5.  Todo lo que Jesús esperaba de Sus discípulos, Él lo espera de ti. Al igual que Jesús esperaba que Sus discípulos (en ese entonces) hicieran lo que estaba haciendo, Él espera (en este momento) que hagas lo que Él hizo.

a) Jesús quiere que elimines los límites de tu Dios sin límites.

b) Jesús quiere que renueves tu mente hasta que llegues al punto de esperar que el poder sobrenatural de Dios fluya a través de ti todos los días.

c) Jesús quiere que te veas a ti mismo convertirte en la persona para la que veniste al mundo, haciendo aquello para lo que estás llamado a hacer, para la gloria de Dios.

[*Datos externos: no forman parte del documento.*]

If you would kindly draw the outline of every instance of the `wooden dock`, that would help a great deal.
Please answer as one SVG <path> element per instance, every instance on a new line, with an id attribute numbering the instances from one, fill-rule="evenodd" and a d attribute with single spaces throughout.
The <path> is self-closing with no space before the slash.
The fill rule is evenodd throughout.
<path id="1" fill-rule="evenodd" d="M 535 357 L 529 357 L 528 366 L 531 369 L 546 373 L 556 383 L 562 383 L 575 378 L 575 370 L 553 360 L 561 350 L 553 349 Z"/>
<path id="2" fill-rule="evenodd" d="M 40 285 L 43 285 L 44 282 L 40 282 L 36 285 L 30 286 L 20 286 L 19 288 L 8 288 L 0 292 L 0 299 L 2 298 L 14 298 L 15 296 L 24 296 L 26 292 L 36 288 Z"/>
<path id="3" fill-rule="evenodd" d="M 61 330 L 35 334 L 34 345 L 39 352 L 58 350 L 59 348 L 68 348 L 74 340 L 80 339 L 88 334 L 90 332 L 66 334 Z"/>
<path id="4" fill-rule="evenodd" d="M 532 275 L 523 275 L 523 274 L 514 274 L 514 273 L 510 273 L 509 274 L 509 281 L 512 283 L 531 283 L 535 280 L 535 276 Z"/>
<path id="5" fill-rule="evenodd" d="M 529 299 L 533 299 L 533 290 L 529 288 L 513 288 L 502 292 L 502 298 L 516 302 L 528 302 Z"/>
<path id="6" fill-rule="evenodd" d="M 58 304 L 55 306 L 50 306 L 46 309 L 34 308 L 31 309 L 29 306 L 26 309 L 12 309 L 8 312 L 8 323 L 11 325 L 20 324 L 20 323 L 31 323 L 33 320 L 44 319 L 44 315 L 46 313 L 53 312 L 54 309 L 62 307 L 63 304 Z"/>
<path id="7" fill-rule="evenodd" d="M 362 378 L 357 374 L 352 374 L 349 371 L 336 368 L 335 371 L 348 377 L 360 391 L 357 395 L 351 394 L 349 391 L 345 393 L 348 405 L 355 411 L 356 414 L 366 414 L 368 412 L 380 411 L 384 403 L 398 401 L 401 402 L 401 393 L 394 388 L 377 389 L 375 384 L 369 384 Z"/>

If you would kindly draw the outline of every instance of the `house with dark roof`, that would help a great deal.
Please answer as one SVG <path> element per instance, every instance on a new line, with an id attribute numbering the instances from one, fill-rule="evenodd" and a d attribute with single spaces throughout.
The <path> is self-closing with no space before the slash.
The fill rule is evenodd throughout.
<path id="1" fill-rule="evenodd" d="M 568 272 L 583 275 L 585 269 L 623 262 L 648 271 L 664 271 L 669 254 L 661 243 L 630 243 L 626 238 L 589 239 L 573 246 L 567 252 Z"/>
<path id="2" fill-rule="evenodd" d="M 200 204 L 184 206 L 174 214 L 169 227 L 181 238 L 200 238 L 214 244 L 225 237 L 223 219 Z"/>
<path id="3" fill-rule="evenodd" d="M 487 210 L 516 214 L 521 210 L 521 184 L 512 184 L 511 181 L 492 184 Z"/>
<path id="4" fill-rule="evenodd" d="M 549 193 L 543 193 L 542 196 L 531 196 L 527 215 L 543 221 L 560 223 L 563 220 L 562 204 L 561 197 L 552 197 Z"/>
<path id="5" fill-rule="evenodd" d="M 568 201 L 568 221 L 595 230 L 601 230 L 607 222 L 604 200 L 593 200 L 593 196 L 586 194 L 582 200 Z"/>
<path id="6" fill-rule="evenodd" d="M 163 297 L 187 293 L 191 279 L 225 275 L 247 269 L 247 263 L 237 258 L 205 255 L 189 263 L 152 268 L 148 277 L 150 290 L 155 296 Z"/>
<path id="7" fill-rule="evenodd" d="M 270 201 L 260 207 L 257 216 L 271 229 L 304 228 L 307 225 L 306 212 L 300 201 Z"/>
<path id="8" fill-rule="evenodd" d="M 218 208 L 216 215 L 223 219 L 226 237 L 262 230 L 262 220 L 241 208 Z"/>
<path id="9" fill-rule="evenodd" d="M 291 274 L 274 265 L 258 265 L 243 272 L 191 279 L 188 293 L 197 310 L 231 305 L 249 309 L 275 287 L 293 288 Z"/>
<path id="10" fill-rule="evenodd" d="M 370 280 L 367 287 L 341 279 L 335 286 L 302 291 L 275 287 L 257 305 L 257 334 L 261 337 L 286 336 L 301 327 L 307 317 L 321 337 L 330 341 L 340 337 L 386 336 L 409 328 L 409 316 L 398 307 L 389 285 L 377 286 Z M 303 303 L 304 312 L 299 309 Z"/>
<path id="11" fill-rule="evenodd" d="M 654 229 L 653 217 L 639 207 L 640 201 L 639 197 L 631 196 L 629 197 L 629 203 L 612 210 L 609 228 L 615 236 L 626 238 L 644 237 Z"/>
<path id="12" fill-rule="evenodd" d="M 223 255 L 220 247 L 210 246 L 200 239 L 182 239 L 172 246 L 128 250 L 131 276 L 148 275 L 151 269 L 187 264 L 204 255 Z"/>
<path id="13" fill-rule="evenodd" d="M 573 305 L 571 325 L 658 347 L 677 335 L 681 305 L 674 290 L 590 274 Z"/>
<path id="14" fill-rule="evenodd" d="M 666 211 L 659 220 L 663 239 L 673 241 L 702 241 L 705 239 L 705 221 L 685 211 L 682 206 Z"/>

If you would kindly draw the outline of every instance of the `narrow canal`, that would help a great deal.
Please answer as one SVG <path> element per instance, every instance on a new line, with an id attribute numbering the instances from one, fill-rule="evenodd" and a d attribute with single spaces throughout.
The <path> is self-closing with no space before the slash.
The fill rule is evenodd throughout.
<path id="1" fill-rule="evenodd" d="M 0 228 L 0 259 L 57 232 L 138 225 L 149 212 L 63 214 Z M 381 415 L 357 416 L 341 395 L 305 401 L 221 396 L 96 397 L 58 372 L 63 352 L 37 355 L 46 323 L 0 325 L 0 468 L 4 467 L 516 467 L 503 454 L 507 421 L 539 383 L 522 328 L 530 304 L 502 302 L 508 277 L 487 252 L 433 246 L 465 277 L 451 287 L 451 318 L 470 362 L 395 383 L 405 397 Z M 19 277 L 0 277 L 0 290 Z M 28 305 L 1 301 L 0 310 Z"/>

d) Jesús no quiere que aceptes NINGUNA presión para hacer algo. No se puede hacer lo que Dios te ha llamado a hacer mediante tu propio poder. Es por eso que Dios te da Su poder por la gracia. ¡Dios lo hará a través de ti, si tú lo dejas! Es el Padre, que vive en ti, Él te dará las palabras y Él obrará si tan solo mueres a ti mismo(ver Juan 14: 10 y 12).

 

Declaración de Fe: Padre, Te doy gracias por enseñarme acerca de Tu gracia y de mi requerimiento de vivir por fe. Entre más estudio Tu gracia, más entiendo la cantidad de energía ilimitada que está disponible para mí. Pero nunca voy a acceder a Tu poder si no renuevo mi mente. Así que por fe declaro lo siguiente sobre mi vida. Yo soy el que Tú dices que soy. Puedo hacer lo que me has facultado para hacer. Yo me veo en la forma en la que Tú me ves. Me identifico con la gracia que me has otorgado libremente a mí. ¡Yo soy lo que soy por Tu gracia y Tu gracia para conmigo no será en vano! Yo muero a mí mismo todos los días. Me rindo a Tu voluntad. Abrazo Tu propósito. Fluyo en mi misión divina. Yo no me detengo pidiendo que hagas lo que ya me has equipado para que lo haga yo. Yo comienzo a intentar las cosas a las que me guías, incluso cuando sé que están mucho más allá de la capacidad humana. Mientras me llevas a ver lo humanamente invisible, voy a intentar lo humanamente imposible, y voy a experimentar lo sobrenatural. ¡Mi mente se renueva hasta el punto en el que lo sobrenatural es natural para mí! Declaro esto por fe. En el nombre de Jesus. Amén.

 

¡Esta es la Palabra de Hoy! Ponla por Obra y Mejora!